• Somme de colères

    Social-Eco - le 2 Mai 2013

    Somme de colères, l'éditorial de Paule Masson

    Pas de grand-messe, pas de fête, juste un séminaire convoqué à l’Élysée lundi prochain : François Hollande prépare un anniversaire triste. Il y a un an, le candidat presque président de la République, les biceps gonflés de promesses, s’apprêtait à battre le fer contre la finance. Le 1er Mai avait été l’occasion de démonstrations de force, canalisées par l’espoir du changement. Après les années noires de Sarkozy, beaucoup, les salariés surtout, espéraient au moins bénéficier d’une respiration sociale.

    Asphyxiés par la crise et les réponses d’austérité, ils sont aujourd’hui en apnée. Le président a pourtant esquissé un pas de danse, dans la chorégraphie de communication qui l’a mené jusqu’aux Mureaux mardi, en banlieue parisienne : « J’entends l’aspiration d’un pays à avoir confiance en lui-même. » On reste muet face à un tel déni !

    S’il entendait vraiment, il devrait prêter l’oreille à la somme des colères  qui grondent. Le gouvernement ne sait plus comment enrayer la perte de confiance, parce qu’il refuse d’entendre, justement, la force des aspirations sociales.

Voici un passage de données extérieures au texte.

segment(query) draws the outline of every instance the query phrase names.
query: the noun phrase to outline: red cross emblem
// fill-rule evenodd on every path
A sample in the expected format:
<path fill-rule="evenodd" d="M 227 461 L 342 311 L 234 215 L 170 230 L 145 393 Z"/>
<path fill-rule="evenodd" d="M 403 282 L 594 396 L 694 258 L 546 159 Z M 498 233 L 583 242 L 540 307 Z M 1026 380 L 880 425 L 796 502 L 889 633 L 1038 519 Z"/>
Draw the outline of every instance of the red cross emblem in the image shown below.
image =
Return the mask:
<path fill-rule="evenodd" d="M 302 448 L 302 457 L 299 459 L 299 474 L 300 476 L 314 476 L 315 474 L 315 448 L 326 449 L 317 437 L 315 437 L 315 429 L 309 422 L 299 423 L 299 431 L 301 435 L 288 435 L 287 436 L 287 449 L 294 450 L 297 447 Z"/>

Il n’y a qu’un moyen de retrouver confiance : dégager un horizon bouché par un taux record de chômage, des entreprises qui licencient en toute impunité et gagnent le droit de baisser le coût du travail, des services publics tellement diminués qu’ils deviennent une proie facile pour le secteur privé. Elle est triste la politique quand elle ne raisonne plus qu’en termes d’économies. Et elle amène du désarroi quand elle se fourvoie dans le monde de l’argent. Car la crise économique se double maintenant d’une crise politique qui s’installe dans la durée et mine la cohésion sociale. Le compte en Suisse du ministre Cahuzac, les primes en liquide de l’ancien ministre Claude Guéant... L’un de gauche, l’autre de droite. Si l’on ajoute l’appartement à 7 millions d’euros du fils Fabius qui, en plus, ne paie pas d’impôts sur le revenu... Voilà qui invite à réclamer, urgemment, une refondation démocratique, objet de la journée de mobilisation du 5 mai.

    Depuis quelques jours, toute information à propos du 1er Mai ne parle que de division syndicale. Elle est, il est vrai, presque toujours un facteur de démobilisation. La CFDT utilise le désaccord sur la loi de flexibilisation de l’emploi pour tenter de marginaliser la CGT. Mais elle n’a compté que 300 participants hier au meeting qu’elle a tenu à Reims. C’est peu. Ils étaient 160 000 dans la rue à l’appel de la CGT, la FSU et Solidaires. C’est trop peu au regard du rapport de forces qui permettrait d’inverser la tendance. Mais c’est mieux. C’est surtout une étape. « Il y a un profond mécontentement. Il faut qu’il s’exprime. On va vers une semaine d’action début juin », a annoncé Thierry Lepaon, secrétaire général de la CGT.

    « Croire au soleil quand tombe l’eau », écrivait Aragon dans le Fou d’Elsa. Une perspective à laquelle s’accrochent bien des progressistes, ceux qui ont défilé hier en ce jour de fête des travailleurs, ceux qui résistent dans leur entreprise, ceux qui crient l’urgence de sortir de l’austérité et de repenser la démocratie puisque le point est arrivé où les deux s’enchevêtrent. Ce 1er Mai ne signe pas l’arrivée éclatante d’un été enchanté. Mais il offre une éclaircie et contribue à déchirer les lourds nuages de la fatalité.

    Elle est triste 
la politique quand elle ne raisonne plus qu’en termes d’économies. 
Et elle amène du désarroi quand elle se fourvoie dans le monde de l’argent.